There are over 1,000 X-linked genes, including the genes for red-green color blindness, hemophilia, male pattern baldness, and body fat distribution. And if you remember your high school genetics, males have one “X” and one “Y” chromosome, and females have two “X” chromosomes.
Since females have two “X” chromosomes, only one of the X chromosomes will be expressed in any given cell. The determination of which one is expressed is random. Tortoiseshell and calico cats (all females) are the perfect example- they have a gene for orange fur on one of their X chromosomes, and a gene for black fur on the other. Their random coat patterns are due to the random expression of X-chromosomes; areas where the fur is black express the X-chromosome with the black fur gene, and areas where the fur is orange express the X-chromosome with the orange fur gene.
OK, so the cats look pretty awesome. But it doesn’t stop there. Researchers are working with calico cats to try to understand how X-chromosomes are inactivated, in an attempt to figure out a way to turn certain genes on or off in a way that isn’t random. How cool would it be if genes linked to obesity or other diseases could be selectively silenced without altering a person’s DNA? Or if X-chromosome linked disorders could be silenced in a way that they wouldn’t be passed down to our offspring?
Millions of people around the world suffer from hemophilia, a bleeding disorder that prevents the blood from clotting properly. Often, diseases that are found in humans are also found in animals, and in this study, researchers worked to find a treatment for dogs with naturally occurring hemophilia A.
Patients that suffer from hemophilia lack a coagulation factor (factor VIII) in their blood plasma. One treatment is to replace factor VIII via injection, but many hemophiliacs don’t respond to factor VIII therapy.

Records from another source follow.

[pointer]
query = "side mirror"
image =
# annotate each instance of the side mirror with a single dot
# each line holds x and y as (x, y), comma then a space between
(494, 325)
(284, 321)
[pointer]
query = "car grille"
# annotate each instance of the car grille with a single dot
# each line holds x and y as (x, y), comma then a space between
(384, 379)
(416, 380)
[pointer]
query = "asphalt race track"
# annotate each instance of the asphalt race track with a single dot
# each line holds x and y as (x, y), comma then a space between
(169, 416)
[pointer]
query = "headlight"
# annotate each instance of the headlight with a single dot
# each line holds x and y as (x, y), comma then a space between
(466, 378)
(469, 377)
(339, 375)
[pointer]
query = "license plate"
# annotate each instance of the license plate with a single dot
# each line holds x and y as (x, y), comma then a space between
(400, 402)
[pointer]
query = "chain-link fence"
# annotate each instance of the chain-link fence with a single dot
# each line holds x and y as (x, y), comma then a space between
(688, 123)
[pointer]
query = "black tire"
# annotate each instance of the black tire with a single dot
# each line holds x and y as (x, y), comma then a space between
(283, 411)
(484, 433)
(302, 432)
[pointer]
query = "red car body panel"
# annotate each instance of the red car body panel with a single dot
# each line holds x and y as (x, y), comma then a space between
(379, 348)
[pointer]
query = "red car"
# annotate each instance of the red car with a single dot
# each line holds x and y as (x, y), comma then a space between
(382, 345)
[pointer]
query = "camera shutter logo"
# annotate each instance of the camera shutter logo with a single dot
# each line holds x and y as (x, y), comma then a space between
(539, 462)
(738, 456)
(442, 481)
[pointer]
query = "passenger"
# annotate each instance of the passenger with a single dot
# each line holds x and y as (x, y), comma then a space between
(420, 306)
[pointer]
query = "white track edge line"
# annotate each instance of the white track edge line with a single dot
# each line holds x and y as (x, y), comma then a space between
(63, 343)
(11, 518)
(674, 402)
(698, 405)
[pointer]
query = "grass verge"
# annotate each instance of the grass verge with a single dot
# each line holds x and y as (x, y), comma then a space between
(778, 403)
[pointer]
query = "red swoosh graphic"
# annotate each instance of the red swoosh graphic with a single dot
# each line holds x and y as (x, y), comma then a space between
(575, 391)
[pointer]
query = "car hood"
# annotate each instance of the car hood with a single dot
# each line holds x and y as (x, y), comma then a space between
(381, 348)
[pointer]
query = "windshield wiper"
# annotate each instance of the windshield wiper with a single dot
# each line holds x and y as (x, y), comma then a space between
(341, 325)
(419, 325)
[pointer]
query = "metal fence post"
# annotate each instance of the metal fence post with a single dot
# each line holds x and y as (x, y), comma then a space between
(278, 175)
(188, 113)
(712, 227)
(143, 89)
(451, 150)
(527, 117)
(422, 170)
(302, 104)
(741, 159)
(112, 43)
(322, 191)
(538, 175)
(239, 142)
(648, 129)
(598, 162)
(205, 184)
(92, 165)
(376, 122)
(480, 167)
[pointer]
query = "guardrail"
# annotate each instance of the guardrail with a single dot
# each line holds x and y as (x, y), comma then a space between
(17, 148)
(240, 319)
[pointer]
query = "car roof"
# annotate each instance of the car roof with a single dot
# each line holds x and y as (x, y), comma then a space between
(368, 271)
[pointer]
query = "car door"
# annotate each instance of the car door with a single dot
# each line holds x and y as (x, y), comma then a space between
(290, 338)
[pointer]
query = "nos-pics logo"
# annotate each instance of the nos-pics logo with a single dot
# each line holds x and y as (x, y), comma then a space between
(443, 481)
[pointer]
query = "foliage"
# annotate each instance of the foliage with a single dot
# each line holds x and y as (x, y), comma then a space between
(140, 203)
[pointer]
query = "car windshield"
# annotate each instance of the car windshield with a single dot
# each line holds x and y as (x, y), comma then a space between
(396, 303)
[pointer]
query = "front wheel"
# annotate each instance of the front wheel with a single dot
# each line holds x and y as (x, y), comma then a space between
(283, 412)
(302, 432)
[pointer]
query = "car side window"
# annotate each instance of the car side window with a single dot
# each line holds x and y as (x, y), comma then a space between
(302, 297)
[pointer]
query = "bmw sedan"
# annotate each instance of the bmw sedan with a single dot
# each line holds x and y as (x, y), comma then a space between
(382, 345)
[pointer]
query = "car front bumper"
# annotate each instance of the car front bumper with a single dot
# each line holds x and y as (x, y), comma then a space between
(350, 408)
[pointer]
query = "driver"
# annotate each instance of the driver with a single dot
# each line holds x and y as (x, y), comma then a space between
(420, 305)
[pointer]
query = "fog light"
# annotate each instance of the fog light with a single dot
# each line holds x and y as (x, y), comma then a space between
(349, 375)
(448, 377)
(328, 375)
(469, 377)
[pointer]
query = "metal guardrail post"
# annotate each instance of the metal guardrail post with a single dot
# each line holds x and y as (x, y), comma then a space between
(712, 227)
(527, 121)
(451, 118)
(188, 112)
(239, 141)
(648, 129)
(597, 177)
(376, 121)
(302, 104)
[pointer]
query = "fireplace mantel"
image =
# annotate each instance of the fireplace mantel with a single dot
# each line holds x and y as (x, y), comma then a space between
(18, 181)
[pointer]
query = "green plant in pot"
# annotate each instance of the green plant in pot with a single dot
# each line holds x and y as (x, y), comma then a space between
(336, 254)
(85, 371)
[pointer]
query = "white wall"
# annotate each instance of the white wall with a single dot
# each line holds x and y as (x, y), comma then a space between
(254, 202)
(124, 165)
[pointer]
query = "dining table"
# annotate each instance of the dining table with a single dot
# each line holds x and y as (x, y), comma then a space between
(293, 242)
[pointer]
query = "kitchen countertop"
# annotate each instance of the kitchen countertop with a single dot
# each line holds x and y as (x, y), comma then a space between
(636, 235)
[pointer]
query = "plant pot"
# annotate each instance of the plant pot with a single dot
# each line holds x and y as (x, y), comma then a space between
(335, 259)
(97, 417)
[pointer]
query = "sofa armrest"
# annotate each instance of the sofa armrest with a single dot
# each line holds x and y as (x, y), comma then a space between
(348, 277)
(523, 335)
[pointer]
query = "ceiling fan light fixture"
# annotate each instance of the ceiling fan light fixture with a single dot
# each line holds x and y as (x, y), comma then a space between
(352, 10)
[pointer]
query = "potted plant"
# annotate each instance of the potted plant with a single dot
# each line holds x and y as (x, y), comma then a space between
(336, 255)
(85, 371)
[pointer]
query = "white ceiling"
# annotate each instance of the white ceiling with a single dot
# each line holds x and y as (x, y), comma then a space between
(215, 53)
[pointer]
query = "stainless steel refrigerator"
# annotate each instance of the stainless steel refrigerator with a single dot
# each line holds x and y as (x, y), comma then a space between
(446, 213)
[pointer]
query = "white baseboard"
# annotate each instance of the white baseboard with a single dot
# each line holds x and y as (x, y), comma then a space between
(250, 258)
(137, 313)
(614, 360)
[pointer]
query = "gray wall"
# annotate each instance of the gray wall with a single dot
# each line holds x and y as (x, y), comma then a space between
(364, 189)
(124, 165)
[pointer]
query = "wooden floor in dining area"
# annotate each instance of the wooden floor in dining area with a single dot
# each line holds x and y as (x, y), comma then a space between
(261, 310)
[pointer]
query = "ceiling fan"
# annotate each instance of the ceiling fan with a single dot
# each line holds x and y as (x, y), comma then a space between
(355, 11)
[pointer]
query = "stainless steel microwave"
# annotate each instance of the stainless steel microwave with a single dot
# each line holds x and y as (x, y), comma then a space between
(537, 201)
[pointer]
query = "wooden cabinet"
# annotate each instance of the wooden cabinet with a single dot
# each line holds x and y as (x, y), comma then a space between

So researchers at the Medical College of Wisconsin figured out a way to ‘sneak’ factor VIII into the body. They took cells that would eventually turn into platelets and engineered them to express factor VIII. The cells were put into the dogs and began to make platelets. And when bleeding events started, these platelets did their jobs and dumped their contents at the bleeding site- sending factor VIII right where it was needed!
Before this gene therapy, these Great Pyrenees had approximately five serious bleeding events each year. But after introducing these engineered platelet precursor cells, that number was significantly reduced, and the bleeding events were easily treatable! And 2 1/2 years after the gene therapy, platelets are still expressing factor VIII.
Next step: human clinical trials. Is this an example of humans helping animals… or animals helping humans?